Alibaba Group Holding 's US shares rose 13 per cent to US$142.34, the most since September 2014 and a record high. PHOTO: REUTERS

HONG KONG (BLOOMBERG) - Shares of Alibaba Group Holding surged more than 10 per cent on Thursday (June 8) after a monster sales forecast defied expectations that gains would slow by dint of a decelerating economy and its own sheer scale.

China's largest e-commerce company forecast 45 to 49 per cent revenue growth in the year ending March - a target that topped analysts' projections by 10 percentage points and drew "gasps of wow" from the audience at its annual investor day at its Hangzhou headquarters on Thursday

The outlook sustains a near-unbroken run of 40 per cent-plus annual rises and underscoring how Alibaba's investments into businesses beyond its bread-and-butter of online shopping are paying off.

The company's US shares rose 13 per cent to US$142.34, the most since September 2014 and a record high - sending Alibaba' market value up by US$42 billion.

As of Thursday's close, shares of Alibaba are up a whopping 62 per cent from a year ago.

Alibaba and Tencent Holdings, which dominate online shopping and social media respectively, have ventured deeper into new areas from cloud computing services to streaming music and video as the country's economy slows.

he online shopping giant founded by billionaire Jack Ma is capturing more digital advertising spending by incorporating social elements such as video in its shopping sites. To reflect an increasingly diverse customer base,

Alibaba will start reporting "active consumers" as opposed to just buyers, chief financial officer Maggie Wu said during the company's annual investor-day conference.
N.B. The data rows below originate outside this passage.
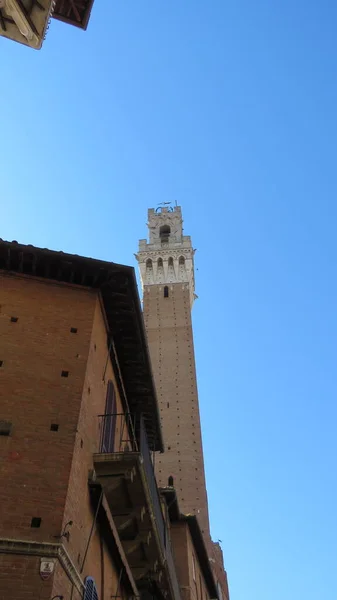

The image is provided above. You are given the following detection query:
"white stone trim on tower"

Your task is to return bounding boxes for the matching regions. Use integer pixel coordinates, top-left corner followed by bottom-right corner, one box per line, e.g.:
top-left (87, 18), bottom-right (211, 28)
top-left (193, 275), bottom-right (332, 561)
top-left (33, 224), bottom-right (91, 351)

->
top-left (135, 206), bottom-right (196, 307)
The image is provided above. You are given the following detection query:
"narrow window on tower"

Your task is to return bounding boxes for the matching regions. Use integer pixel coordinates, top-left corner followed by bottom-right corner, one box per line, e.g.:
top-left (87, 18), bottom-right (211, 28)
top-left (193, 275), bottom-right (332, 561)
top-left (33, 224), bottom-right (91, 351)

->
top-left (159, 225), bottom-right (171, 244)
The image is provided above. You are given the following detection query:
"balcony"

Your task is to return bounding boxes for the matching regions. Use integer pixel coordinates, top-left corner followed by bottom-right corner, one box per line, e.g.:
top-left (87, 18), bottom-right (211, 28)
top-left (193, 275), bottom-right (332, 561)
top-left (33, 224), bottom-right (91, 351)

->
top-left (90, 414), bottom-right (180, 600)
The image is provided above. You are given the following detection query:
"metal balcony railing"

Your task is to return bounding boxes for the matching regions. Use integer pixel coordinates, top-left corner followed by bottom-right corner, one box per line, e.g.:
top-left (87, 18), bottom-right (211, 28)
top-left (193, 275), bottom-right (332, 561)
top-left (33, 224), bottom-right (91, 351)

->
top-left (99, 413), bottom-right (180, 600)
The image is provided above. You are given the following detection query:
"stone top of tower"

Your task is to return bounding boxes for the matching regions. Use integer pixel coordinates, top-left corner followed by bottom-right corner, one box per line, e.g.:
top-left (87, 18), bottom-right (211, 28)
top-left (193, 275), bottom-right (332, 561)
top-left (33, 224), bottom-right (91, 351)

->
top-left (136, 205), bottom-right (195, 306)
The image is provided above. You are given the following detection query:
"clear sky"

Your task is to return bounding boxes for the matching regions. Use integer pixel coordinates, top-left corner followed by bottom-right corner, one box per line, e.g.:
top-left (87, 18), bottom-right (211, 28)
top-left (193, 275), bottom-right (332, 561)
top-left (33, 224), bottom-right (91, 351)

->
top-left (0, 0), bottom-right (337, 600)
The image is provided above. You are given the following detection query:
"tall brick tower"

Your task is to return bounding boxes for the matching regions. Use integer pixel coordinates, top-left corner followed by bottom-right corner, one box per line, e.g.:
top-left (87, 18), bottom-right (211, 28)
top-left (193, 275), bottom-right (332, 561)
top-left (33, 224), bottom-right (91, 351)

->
top-left (137, 206), bottom-right (209, 539)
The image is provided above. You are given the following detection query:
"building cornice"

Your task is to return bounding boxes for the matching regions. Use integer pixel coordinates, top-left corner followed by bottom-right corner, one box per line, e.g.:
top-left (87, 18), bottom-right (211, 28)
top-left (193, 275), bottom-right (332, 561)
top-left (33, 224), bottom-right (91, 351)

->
top-left (0, 538), bottom-right (85, 594)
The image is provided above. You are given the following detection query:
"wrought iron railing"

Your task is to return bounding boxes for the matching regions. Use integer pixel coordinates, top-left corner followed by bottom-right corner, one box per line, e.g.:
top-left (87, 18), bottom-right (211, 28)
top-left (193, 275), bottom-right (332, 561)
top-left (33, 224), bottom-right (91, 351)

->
top-left (99, 413), bottom-right (180, 600)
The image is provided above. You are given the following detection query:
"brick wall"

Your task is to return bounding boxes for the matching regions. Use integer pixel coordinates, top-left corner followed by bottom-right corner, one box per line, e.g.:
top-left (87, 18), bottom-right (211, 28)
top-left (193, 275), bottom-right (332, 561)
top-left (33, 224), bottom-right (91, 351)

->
top-left (0, 274), bottom-right (130, 600)
top-left (143, 283), bottom-right (209, 535)
top-left (171, 521), bottom-right (210, 600)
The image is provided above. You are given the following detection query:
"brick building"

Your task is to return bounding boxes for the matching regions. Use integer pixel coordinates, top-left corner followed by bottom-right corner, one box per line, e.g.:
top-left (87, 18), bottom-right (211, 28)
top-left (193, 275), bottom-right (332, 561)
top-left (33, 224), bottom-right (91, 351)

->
top-left (137, 206), bottom-right (229, 598)
top-left (0, 0), bottom-right (94, 50)
top-left (0, 241), bottom-right (218, 600)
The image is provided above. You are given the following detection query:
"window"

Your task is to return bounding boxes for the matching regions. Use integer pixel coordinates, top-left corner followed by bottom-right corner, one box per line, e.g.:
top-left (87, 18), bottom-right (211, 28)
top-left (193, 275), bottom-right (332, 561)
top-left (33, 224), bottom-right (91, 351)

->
top-left (83, 577), bottom-right (98, 600)
top-left (159, 225), bottom-right (171, 244)
top-left (100, 379), bottom-right (117, 453)
top-left (192, 554), bottom-right (197, 581)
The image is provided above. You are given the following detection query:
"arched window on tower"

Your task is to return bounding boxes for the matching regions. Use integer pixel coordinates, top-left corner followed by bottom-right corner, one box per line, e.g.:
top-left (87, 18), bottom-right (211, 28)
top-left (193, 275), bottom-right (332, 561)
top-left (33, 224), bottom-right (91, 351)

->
top-left (83, 577), bottom-right (98, 600)
top-left (159, 225), bottom-right (171, 244)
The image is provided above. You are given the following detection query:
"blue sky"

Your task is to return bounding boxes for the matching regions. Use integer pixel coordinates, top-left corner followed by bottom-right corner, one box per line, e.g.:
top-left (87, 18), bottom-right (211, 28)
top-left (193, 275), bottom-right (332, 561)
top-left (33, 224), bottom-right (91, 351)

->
top-left (0, 0), bottom-right (337, 600)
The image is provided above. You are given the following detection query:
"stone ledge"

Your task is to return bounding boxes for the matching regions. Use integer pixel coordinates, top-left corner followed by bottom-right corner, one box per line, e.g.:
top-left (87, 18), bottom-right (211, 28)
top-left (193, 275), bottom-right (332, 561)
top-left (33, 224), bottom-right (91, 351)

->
top-left (0, 538), bottom-right (84, 594)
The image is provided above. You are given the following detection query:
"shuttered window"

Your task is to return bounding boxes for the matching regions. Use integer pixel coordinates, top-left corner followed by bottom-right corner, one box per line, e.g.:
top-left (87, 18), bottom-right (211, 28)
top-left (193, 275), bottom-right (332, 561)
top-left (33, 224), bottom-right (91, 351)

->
top-left (83, 577), bottom-right (98, 600)
top-left (101, 379), bottom-right (116, 452)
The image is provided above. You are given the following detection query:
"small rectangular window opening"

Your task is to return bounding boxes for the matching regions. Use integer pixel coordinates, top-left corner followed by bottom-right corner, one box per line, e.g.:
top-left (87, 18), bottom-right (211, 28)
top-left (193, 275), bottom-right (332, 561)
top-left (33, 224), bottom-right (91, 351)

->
top-left (30, 517), bottom-right (42, 527)
top-left (0, 421), bottom-right (12, 436)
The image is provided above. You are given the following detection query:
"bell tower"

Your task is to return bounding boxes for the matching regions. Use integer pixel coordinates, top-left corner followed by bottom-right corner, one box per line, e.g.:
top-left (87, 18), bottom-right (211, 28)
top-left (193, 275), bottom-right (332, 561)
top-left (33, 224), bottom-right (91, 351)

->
top-left (137, 205), bottom-right (210, 541)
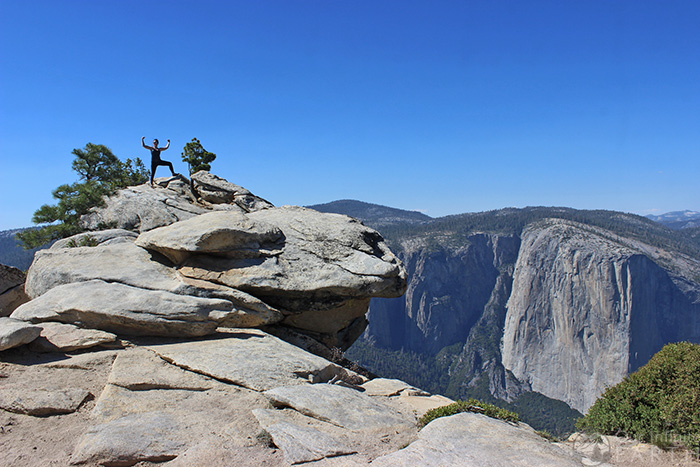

It'll begin to disclose "customer management revenue" instead of just online marketing, to reflect a broader base of advertising platforms. The forecast compares with the 35 per cent average of estimates and surpassed the most bullish projection of the 43 analysts tracked by Bloomberg.

Alibaba is spending billions of dollars on new businesses in part to counter Tencent's increasing dominance of online social media and entertainment through WeChat, a messaging and networking powerhouse. Considered a barometer of Chinese consumer sentiment,

Alibaba has also expanded abroad since buying control of Lazada Group to establish a foothold in South-east Asia, potentially setting up a clash with Amazon.com. Its AliExpress site remains for now the main window through which it targets foreign shoppers.

While Alibaba has outperformed expectations, investors remain concerned about a deceleration in China's economy and similar efforts by Tencent to capture digital ad spending and muscle in on its turf. In response, Alibaba moved into untapped rural markets and explored new sources of income. Most of those new businesses are years away from contributing to the bottom line.

On Thursday, Wu said Alibaba will continue to sacrifice a small slice of profitability to help bankroll its forays. Cloud computing services in particular now account for about 5 per cent of overall sales. A service akin to Amazon's AWS that provides computing power over the internet, it's become one of the company's fastest-growing businesses and underpins other pieces of the Alibaba empire such as streaming and e-commerce. The priority remains expansion for now, she added.

"Profitability is still not the priority for our cloud business," Wu told investors. Alibaba wants to "quickly expand cloud leadership in coming quarters".